Sometimes, traveling abroad is already challenging enough on our own. But with a toddler, it can be way more than that yet it’s a truly rewarding experience. For a smooth and stress-free international trip with your little ones, it’s essential to be well-prepared before, during, and after the flight—this sparked a couple’s interest and made them ask for some tips in an online forum.
1. Snack Time
“Snacks and snacks and snacks and then some more snacks,” as one user puts it. When traveling with little ones, they can become restless and fidgety, and it’s so challenging to keep them entertained. The reason is that food not only serves as a distraction but also provides a sense of comfort for them (this is true even for us, adults!) during flights by creating a somewhat familiar and soothing environment for them. Just don’t forget to consult their doctor about what to pack.
2. The Infamous Airplane Ear Pop
Talk to your child’s doctor about any suggestions for decongestion on the plane. A decent decongestant will be highly effective if administered before you reach great altitudes; it is suitable for pain management, not just for when they are sick.
3. No Overnight Flights
With the other adult passengers in mind, many suggest avoiding overnight flights if you are flying with a toddler. Unfortunately, many make the mistake of assuming their little ones will sleep through the entire plane ride.
They don’t; the plane is dark, so you are exhausted, and the baby won’t stop crying. But, on the other hand, your kiddo won’t remember anything before the age of six anyway, so don’t worry if the plane ride is a nightmare.
4. Try Bulkhead Seating
Bulkhead seating is an excellent pleasure if you would like a little more legroom to maneuver in with you and your toddler. The Bulkhead is a fixed wall, meaning it lacks a row of seats directly in front of you. The only downside is there’s no seat in front of you, so it lacks an under-seat storage area.
5. Prepare Them for the Flight
One parent offered the option of informing your child of the coming events. Yes, they are toddlers and may not show it, but they comprehend very well if you take your time and explain it to them. This user added they bought their toddler “a book about a kid flying on a plane.
We read it often and talked about each part of the trip, from packing to getting off and changing planes, then getting off and finding Grandma.” And they also bought a big pack of earplugs for the passengers around them on the flight in case things didn’t work out with the book.
6. Get Yourself Plenty of Mini-Books
7. Murphy’s Law and a Toddler Go Hand-in-Hand
Toddlers fulfill Murphy’s Law because they are pure chaos. Potty time is not convenient on a plane, so always keep some backup clothes and underwear in case they are ruined because of accidents. Be sure to keep a tight grip and a close eye on your child while moving through the airport, especially if you have an adventurous kid.
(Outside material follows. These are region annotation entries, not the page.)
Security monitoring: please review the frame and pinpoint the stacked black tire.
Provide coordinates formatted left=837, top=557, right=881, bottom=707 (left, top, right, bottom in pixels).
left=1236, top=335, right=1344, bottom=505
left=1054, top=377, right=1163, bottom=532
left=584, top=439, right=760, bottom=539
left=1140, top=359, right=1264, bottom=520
8. Anything You Don’t Want To Lose Should Be Attached
Most people would disagree with putting a leash on your child but are not opposed to attaching valuable items. If it is something you don’t want them to lose, it should be attached to either yourself or your little one. For example, your daughter’s favorite teddy bear should be tethered to her waist or your body in some fashion.
9. One Parent On, One Parent Off
Dual-parent flights should be done in shifts; one parent on, one parent off. It may not be fun for the parent on baby duty, but it’s best for all parties involved. Someone has to “be aware and make smart decisions when traveling internationally with a family.” On the return flight home, the parents alternate responsibilities.
10. If Accessible, Change Diapers in the Restroom
Most flights will have a changing table in the restroom to change your toddler’s diaper. Understandably, all flights won’t have this convenience, but please do not use the seat back trays. That’s not sanitary, and the smell lingers throughout the airplane’s pressurized cabin.
11. Exhaust Them Before the Flight
Get a bunch of paper bags, fill them with toys, crayons, coloring books, etc., and have them ready. The number of bags you pack depends on how long the flight may be. The final poster suggested “breaking one out every two-three hours. It was also a reward for behaving well.”